Prefetching

The goal of -prefetch insertion is to reduce cache misses by providing hints to the processor about when data should be loaded into the cache. The prefetching optimizations implement the following options:

-prefetch[-]

Enables or disables (-prefetch-) prefetch insertion. This option requires that -O3 be specified. The default with -O3 is -prefetch.

To facilitate compiler optimization:

 For more information on how to optimize with -prefetch[-], refer to the Intel® Pentium® 4 and Intel® Xeon(TM) Processor Optimization Reference Manual.

In addition to the -prefetch option, an intrinsic subroutine, MM_PREFETCH and compiler directive PREFETCH are also available. The subroutine MM_PREFETCH prefetches data from the specified address on one memory cache line. The compiler directive PREFETCH enables a data prefetch from memory.
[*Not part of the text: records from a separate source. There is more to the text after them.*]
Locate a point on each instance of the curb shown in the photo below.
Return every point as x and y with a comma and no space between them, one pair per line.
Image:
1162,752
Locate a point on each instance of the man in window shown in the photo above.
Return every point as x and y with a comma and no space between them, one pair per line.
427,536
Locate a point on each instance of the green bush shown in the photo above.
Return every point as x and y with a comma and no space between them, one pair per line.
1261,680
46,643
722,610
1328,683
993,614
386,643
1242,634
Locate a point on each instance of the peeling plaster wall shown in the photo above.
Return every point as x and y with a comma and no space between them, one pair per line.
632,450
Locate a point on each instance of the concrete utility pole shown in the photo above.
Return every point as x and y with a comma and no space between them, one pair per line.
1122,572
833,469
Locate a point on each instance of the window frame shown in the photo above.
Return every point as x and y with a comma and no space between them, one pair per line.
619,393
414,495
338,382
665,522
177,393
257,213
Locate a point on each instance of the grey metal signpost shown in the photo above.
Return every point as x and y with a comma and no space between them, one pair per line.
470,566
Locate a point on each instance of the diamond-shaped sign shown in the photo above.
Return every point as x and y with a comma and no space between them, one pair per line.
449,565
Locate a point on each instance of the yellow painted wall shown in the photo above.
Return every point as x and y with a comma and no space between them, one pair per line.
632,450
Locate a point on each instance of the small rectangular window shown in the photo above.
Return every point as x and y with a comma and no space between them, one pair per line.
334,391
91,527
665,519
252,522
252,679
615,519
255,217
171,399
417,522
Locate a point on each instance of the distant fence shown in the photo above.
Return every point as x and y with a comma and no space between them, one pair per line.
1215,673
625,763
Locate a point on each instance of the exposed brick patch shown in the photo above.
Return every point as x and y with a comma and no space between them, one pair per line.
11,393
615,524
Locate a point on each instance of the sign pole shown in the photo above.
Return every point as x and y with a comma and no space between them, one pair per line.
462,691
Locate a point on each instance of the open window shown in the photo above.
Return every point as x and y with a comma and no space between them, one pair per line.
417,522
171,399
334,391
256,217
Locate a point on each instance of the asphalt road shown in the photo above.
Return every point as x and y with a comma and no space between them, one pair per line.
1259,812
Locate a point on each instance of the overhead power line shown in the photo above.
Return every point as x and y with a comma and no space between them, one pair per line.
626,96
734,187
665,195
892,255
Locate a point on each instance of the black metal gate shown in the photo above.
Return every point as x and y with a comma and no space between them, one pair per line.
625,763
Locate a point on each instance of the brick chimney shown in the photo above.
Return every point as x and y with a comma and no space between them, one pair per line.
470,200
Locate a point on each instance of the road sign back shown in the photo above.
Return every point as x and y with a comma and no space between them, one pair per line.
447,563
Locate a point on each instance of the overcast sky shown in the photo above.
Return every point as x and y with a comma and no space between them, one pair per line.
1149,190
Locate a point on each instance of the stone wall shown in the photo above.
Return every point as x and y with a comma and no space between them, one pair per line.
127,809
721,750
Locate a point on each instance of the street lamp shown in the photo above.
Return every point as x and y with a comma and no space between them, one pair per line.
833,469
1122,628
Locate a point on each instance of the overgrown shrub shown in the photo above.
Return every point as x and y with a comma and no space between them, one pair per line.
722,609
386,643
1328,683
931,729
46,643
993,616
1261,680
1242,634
The following example is for Itanium®-based systems only:

do j=1,lastrow-firstrow+1
  i = rowstr(j)
 iresidue = mod( rowstr(j+1)-i, 8 )
 sum = 0.d0
CDEC$ NOPREFETCH a,p,colidx
do k=i,i+iresidue-1
  sum = sum +  a(k)*p(colidx(k))
enddo
CDEC$ NOPREFETCH colidx
CDEC$ PREFETCH a:1:40
CDEC$ PREFETCH p:1:20
 do k=i+iresidue, rowstr(j+1)-8, 8
  sum = sum + a(k  )*p(colidx(k  ))
&      + a(k+1)*p(colidx(k+1)) + a(k+2)*p(colidx(k+2))
&      + a(k+3)*p(colidx(k+3)) + a(k+4)*p(colidx(k+4))
&      + a(k+5)*p(colidx(k+5)) + a(k+6)*p(colidx(k+6))
&      + a(k+7)*p(colidx(k+7))
  enddo
 q(j) = sum
enddo

For details, refer to the Intel® Fortran Language Reference.